In the papers filed by BMW with the NHTSA on March 24, 2016, the company said that the airbag control module was not produced to specification.
The automaker specified that their recall only targets specific units manufactured between July 1, 2015, and December 11, 2015, which are believed to be affected by the issue.
As it turns out, only the 740Li, 750Li, and 750Lxi versions of the MY2016 7 Series will be recalled. BMW said that these were equipped with an airbag control model that “could contain metallic stamping particle residue.” Unlike the Takata situation, the airbag control modules that BMW wants to call back might cause a short circuit.
In extreme circumstances, the short circuit of the airbag control module could briefly make the unit inoperable. As BMW’s papers filed with the NHTSA explain, if the entire situation happened during or before an accident of “sufficient severity,” the airbags might not deploy during the period in which the module is inoperative.

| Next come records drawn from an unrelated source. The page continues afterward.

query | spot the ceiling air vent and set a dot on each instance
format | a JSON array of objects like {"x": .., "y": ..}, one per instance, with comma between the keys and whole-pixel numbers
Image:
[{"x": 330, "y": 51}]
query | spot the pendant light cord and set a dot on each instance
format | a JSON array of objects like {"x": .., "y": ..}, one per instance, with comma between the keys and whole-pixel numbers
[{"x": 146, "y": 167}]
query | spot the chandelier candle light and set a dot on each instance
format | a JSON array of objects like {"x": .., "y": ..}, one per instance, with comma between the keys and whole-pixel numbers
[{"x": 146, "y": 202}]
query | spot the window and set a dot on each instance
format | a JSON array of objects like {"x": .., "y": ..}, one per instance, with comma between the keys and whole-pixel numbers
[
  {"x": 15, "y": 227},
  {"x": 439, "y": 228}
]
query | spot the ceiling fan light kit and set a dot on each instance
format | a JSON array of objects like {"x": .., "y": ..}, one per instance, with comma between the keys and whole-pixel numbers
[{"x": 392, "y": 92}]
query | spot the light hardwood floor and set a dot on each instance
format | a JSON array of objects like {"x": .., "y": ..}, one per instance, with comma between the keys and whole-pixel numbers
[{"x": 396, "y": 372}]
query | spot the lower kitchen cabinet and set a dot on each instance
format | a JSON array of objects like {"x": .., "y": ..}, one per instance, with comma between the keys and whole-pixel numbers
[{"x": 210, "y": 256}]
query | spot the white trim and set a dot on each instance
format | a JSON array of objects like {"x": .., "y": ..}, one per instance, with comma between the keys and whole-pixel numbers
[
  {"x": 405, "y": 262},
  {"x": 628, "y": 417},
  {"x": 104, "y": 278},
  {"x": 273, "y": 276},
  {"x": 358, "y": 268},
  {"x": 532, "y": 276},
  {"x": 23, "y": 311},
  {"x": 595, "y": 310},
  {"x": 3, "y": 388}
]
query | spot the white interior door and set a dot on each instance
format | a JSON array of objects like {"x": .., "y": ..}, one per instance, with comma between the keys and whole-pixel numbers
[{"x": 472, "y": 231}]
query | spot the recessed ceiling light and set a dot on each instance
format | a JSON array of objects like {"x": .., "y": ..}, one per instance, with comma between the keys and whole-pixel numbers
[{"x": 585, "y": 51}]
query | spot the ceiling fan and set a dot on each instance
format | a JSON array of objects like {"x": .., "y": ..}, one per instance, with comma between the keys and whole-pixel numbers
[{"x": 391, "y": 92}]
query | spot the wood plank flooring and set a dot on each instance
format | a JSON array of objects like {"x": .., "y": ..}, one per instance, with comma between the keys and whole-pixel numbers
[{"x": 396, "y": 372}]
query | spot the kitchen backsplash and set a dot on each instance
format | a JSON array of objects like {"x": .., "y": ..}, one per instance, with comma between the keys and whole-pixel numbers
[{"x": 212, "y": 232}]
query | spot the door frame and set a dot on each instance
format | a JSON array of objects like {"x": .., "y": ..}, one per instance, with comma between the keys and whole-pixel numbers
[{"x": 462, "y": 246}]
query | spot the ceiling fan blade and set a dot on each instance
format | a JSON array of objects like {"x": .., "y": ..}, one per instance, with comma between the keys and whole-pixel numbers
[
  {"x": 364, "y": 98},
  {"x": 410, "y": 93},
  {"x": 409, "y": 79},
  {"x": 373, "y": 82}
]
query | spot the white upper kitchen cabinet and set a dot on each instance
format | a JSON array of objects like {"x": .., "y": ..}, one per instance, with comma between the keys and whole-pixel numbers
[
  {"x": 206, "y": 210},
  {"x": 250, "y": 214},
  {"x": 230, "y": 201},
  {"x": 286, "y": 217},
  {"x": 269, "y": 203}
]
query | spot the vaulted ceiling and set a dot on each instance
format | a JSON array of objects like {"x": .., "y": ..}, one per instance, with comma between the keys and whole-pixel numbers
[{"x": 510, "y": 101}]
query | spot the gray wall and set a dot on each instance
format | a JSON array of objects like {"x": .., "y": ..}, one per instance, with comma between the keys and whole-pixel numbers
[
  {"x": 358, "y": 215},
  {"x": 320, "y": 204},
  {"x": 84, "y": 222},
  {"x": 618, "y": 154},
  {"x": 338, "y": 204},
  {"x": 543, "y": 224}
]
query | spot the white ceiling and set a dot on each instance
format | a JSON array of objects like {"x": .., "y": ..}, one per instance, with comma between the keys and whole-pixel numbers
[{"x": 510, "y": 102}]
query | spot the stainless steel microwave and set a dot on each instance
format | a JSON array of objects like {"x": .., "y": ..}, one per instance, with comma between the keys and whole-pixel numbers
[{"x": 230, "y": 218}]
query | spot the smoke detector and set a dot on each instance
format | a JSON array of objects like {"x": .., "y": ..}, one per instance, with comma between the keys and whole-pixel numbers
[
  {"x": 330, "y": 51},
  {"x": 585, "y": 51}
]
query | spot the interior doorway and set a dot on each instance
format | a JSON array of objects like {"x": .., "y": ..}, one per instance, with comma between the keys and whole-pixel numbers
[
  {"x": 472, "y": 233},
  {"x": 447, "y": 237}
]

BMW was informed by Continental AG about the issue on December 4, 2015. The supplier provided the German automaker with preliminary information concerning a possible manufacturing error, along with an analysis involving potential consequences.
BMW initiated an internal investigation on February 11, 2015, to verify Continental’s assessment, and it also started an on-field review. Following two warranty claims that might be associated, but have not been conclusively confirmed as such, the German carmaker decided to conduct a voluntary safety recall.
Customers will be notified starting May 16, 2016, while dealers were notified on March 24, 2016. All affected airbag modules will be replaced without any cost to the customer. BMW has not received any reports and is not aware of any injuries or fatalities related to this potential issue.